PNM to Build Plant, Provide Power to TNMP

LCG, July 3, 2001Public Service Co. of New Mexico said yesterday that it had signed a long-term wholesale power supply agreement with Texas-New Mexico Power Co. and would build a new power plant near Las Cruces, N.M., to produce some of the electricity.

The new facility will be located about 12 miles west of Las Cruces, which is the chile pepper capital of the world. The 135 megawatt natural gas-fueled plant is expected to begin commercial operation in the autumn of next year, with expansion to 220 megawatts planned for late 2003.

PNM noted that the new plant will be its first investment in new power supply for the competitive wholesale electricity market.

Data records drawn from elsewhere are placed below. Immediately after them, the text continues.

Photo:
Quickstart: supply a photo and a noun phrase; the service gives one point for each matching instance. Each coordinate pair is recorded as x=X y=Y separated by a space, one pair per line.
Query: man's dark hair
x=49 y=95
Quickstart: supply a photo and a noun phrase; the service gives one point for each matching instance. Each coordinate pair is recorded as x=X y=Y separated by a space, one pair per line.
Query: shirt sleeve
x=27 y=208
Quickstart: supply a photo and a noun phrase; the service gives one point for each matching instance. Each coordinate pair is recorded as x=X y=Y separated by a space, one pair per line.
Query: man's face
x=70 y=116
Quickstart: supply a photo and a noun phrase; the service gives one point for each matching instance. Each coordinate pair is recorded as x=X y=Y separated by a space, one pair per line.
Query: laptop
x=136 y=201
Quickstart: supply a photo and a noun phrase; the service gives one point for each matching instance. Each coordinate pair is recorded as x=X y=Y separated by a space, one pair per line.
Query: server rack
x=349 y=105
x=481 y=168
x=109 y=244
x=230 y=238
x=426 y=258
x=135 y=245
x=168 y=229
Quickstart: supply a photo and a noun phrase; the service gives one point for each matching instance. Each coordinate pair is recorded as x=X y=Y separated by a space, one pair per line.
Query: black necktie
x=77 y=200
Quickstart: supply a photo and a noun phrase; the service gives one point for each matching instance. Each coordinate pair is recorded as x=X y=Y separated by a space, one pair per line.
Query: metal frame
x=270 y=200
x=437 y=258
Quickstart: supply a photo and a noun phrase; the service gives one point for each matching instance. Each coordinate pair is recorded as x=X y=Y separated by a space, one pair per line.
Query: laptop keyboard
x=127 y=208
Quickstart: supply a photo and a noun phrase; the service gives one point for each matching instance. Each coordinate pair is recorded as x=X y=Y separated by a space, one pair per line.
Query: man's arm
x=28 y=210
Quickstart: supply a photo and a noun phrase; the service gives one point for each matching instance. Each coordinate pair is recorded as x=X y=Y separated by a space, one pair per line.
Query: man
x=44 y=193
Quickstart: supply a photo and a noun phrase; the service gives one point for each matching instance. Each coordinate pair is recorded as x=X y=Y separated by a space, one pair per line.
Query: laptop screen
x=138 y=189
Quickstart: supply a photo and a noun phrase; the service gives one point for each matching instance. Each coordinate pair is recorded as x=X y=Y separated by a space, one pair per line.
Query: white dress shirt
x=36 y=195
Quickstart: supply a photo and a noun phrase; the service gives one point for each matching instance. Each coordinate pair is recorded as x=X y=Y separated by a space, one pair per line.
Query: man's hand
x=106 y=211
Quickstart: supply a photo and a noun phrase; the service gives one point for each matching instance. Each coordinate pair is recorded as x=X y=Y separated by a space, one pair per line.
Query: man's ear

The contract with TNMP, which runs from July 1 of this year until Dec. 31, 2006, will provide varying amounts of firm power through 2002 to complement existing contracts TNMP has in place, PNM said. As those contracts expire, PNM will replace them and become TNMP's sole supplier beginning Jan. 1, 2003. In the last year of the contract, TNMP will need 114 megawatts of firm power.

"Reliable service at stable prices is important to our customers," said TNMP chief executive Jack V. Chambers. "This agreement is an important step in insulating our customers from the dramatic price fluctuations and reliability problems that California has experienced."

"We are providing TNMP not only its power supply but also key services, including scheduling and dispatching of the wholesale power," said Jeff Sterba, PNM chairman and chief executive. "PNM will act as TNMP's agent to procure, schedule and dispatch wholesale power on TNMP's behalf."